É válido aqui o seguinte esclarecimento: a enquete e a pesquisa guardam entre si diferenças particulares quanto às suas características. Enquanto a pesquisa é uma exploração dos fatos mais minuciosa e detalhada, a enquete é apenas uma sondagem, um levantamento.
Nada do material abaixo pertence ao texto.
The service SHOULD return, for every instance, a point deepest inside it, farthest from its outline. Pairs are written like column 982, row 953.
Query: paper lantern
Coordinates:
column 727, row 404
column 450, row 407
Fica explicado, então, que a revista Tecnologia & Vidro não prestigiou um estado em detrimento de outro, apenas a intenção não era de se realizar uma investigação científica do objeto ora analisado.
Com espírito investigativo, Marilia se dispôs a realizar a enquete com as temperadoras de seu estado: “O assunto me tomou aproximadamente 80 minutos. Senti dificuldades apesar de conhecer muito bem os responsáveis por esse assunto nas têmperas do Rio de Janeiro, mas a persistência sempre foi minha aliada”, falou.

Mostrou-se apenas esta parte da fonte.